In this message, I won't talk about rate control (which is difficult) or on QR backoff (well, not directly).
I postulate that routing consists of a node's actions in two directions. The first direction (outgoing) is very obvious: a node selects the best route based on estimators in the routing table. Great- so long as our routing table data is accurate enough, we should be developing reasonable estimates of specialization for each of our routes. It is not clear that this is happening, therefore we must spend more time analyzing NGR. However, the second direction is that of incoming requests...
we are still not 100% certain of the meaning behind sending a Query
Reject. The immediate meaning is obvious ("we canna take no more, capt").
The less direct effect is not as plain to see - we are encouraging or
discouraging other nodes from routing to us. Please look closely atNode Status Info -> Inbound Requests http://localhost:8888/servlet/nodestatus/inboundRequests.txt
there is important information to be gathered by this data. Notice that is it per-requestor information (ie for a specific, inbound route). We can calculate the query success ratio for a given host. This ratio is something that WE solely established/determined, locally, by our use of the Query Reject (note: some may argue that the requestor also contributes to this value as a function of his/her RATE of requests )
Calculating (successes/accepted's) for a given requestor _may_ tell us
how well a requestor has specialized relative to the local node ("us").
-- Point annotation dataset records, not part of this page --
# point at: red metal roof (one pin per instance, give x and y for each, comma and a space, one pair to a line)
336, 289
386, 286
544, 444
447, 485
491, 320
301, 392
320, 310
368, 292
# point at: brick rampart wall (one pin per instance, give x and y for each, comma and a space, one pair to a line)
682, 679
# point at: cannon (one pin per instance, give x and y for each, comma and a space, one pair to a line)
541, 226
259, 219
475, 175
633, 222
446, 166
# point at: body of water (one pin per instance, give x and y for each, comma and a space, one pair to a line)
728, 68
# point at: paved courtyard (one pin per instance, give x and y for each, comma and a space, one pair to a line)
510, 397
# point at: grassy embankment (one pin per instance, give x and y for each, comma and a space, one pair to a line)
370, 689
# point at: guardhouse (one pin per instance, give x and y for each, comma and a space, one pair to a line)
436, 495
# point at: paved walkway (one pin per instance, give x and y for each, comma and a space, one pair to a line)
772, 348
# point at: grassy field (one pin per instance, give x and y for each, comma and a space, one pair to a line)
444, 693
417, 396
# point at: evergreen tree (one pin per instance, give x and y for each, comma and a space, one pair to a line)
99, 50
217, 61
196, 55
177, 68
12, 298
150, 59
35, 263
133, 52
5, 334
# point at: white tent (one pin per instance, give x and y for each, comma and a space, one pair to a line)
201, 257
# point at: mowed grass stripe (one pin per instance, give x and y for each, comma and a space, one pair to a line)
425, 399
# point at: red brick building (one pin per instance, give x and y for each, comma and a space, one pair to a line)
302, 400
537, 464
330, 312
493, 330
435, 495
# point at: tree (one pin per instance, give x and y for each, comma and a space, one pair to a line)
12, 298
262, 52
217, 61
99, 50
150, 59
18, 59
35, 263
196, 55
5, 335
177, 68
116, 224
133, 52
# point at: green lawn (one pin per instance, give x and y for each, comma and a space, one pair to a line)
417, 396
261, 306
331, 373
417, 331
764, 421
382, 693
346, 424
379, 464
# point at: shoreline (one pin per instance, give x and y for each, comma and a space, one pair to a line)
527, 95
It certainly tells us just how "lucky" that requestor has been with us.Here is a proposal, one that hinges on NGR having "some" or "any" effect on routing...
when considering whether to QR a given request, examine that requestor's success ratio. If that requestor has not yet made at least 1000 requests, just accept it, never reject it - allowing us (and them) to compile a representative sample of what that node has determined our specialization to be.
After 1000 ( <-the only alchemy in my proposal) requests , we begin to reject those requestors with the lowest success rates, or, conversely, we begin to encourage those requestors who obtain the best results through us.
There are far-reaching consequences to this approach, and I cannot see or describe them as yet. But is this concept worth considering ? I hope that we begin to create code that favors some requestors over others, whether our aim is to improve QR rates, load balancing, or specialization. This looks like the "missing half" of solving the tricky NGR implementation.
Of course, if NGR is simply not cooked up and coded right, this approach will probably be of significantly less value. How can we observe fred's specialization (and degree thereof) ? The histograms ? Would it be possible to compute a single value that would indicate the degree of "our" local specialization ? Something that *anyone* can easily interpret ... higher=gooder lower=badder :)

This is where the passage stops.